La position de Mme Harris a été un peu plus fluctuante. Lors de sa campagne présidentielle de 2020, elle a soutenu la décriminalisation du franchissement illégal des frontières ; aujourd’hui, elle s’est engagée à poursuivre les mesures de répression prises par Joe Biden à l’encontre des demandeurs d’asile, publiées en juin. Elle s’est également ralliée à un projet de loi bipartisan, actuellement bloqué au Congrès, qui étendrait les pouvoirs du président en matière de restriction des passages, avec une voie d’accès à la citoyenneté pour certains immigrés sans papiers.

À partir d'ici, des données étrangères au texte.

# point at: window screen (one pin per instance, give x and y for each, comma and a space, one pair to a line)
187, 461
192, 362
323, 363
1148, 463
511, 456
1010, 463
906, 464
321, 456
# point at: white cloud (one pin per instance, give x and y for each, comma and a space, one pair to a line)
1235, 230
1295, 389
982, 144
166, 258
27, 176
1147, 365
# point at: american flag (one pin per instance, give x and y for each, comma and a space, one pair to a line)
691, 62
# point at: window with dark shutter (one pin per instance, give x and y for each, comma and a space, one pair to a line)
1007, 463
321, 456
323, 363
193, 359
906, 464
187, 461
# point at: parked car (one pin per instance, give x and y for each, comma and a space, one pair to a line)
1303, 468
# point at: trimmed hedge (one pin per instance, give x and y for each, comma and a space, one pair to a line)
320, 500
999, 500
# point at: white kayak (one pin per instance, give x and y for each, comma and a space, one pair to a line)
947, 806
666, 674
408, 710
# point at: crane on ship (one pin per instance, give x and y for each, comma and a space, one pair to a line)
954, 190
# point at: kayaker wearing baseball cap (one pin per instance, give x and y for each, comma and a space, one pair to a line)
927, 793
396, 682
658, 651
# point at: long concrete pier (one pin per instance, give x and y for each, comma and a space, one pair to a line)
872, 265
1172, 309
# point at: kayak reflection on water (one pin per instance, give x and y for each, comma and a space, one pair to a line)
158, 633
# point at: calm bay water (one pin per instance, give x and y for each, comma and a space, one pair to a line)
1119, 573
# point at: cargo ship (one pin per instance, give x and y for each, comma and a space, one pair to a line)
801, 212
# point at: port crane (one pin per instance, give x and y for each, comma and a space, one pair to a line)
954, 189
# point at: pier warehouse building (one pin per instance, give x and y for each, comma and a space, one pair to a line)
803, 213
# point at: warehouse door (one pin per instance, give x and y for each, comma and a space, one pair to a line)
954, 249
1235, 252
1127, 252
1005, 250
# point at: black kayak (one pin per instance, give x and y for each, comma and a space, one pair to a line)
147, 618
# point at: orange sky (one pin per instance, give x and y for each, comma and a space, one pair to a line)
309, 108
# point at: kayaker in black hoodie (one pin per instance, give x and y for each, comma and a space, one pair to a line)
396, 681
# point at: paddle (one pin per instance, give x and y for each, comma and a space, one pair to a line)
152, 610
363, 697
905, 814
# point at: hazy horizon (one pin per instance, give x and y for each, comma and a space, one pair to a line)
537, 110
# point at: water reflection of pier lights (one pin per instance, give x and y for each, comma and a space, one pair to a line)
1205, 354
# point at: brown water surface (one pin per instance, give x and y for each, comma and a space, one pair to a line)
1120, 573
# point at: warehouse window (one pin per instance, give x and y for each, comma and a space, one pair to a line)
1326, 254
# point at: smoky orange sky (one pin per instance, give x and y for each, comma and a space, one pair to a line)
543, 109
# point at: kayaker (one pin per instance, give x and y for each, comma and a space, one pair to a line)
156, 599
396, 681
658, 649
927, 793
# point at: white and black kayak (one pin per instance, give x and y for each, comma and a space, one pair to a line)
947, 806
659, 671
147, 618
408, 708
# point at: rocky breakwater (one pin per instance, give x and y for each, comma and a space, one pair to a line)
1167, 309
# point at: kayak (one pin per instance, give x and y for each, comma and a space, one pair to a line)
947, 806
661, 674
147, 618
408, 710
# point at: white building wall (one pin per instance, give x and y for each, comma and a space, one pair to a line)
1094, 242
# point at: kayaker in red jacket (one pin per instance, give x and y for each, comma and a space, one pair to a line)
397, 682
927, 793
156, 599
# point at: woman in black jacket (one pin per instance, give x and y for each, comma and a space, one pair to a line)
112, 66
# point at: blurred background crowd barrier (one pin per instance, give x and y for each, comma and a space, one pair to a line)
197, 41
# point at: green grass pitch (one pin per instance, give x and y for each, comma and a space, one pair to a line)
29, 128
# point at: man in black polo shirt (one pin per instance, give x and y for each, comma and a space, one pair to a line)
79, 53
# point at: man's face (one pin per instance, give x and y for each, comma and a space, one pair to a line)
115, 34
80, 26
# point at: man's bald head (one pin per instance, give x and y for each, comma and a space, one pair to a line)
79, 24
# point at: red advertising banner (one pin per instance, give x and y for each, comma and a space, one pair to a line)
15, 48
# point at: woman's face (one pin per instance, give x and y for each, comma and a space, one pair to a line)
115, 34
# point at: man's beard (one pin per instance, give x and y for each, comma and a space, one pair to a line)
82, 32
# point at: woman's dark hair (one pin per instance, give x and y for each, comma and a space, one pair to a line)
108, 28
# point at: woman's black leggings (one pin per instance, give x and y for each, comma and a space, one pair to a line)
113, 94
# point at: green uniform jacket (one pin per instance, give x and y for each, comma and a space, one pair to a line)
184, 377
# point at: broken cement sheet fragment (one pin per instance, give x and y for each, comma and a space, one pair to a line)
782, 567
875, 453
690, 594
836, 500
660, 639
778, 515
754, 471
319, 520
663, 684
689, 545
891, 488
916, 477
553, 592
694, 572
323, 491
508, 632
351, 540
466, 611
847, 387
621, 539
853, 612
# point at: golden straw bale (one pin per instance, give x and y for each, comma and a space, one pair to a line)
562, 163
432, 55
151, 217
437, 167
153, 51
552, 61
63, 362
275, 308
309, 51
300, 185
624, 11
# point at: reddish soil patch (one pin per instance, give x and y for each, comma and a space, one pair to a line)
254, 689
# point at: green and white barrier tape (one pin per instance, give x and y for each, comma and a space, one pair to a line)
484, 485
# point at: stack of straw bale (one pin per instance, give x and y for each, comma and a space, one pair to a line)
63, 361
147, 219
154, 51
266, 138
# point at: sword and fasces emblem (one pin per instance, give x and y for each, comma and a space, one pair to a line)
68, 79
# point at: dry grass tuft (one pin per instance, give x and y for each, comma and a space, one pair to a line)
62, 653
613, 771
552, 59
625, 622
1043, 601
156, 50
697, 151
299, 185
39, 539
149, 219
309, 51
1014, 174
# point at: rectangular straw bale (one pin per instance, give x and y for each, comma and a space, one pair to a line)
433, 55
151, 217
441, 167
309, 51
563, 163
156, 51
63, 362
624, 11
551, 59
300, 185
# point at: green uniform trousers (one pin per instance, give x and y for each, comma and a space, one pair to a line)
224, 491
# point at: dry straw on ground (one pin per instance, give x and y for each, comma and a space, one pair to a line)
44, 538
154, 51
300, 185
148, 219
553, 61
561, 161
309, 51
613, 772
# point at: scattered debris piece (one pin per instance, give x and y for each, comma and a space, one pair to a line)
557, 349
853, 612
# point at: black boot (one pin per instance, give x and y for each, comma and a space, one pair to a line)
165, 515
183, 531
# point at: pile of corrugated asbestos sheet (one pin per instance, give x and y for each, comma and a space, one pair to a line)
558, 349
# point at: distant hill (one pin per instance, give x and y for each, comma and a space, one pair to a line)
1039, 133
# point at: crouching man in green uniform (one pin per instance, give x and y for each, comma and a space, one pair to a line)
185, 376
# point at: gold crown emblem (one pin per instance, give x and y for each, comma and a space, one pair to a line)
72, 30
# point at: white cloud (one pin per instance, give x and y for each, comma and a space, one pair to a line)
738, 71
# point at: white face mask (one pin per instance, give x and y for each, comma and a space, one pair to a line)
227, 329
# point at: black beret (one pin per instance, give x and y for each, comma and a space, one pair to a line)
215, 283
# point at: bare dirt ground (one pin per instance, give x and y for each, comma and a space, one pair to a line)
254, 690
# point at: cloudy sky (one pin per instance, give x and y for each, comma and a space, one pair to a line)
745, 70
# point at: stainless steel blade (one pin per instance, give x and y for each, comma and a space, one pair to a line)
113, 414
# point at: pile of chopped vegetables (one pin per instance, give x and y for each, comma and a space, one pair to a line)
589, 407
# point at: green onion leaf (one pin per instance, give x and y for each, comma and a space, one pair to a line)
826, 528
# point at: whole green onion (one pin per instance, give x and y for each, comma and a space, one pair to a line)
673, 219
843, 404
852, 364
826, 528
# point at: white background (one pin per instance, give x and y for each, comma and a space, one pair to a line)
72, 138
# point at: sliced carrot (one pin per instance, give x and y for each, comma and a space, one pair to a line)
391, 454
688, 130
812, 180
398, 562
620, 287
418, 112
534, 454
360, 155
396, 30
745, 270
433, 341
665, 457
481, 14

Avant le mois de juin, toute personne entrant sur le territoire américain avait le droit de chercher un refuge. Les migrants pouvaient simplement se rendre sur le sol américain et rester dans le pays, souvent pendant des années, jusqu’à ce qu’ils entrent dans la procédure d’asile. Mais après que M. Biden a assoupli bon nombre des règles strictes de Trump en matière d’immigration lors de son entrée en fonction, le nombre de franchissements illégaux de la frontière a grimpé en flèche, atteignant un record de 250 000 arrestations mensuelles en décembre dernier. Le décret de M. Biden interdit aux demandeurs d’asile de franchir la frontière dès qu’un seuil quotidien de 2 500 passages est atteint. L’administration a annoncé hier qu’elle ne lèverait ces restrictions que si le nombre de passages quotidiens était inférieur à 1 500 pendant près d’un mois.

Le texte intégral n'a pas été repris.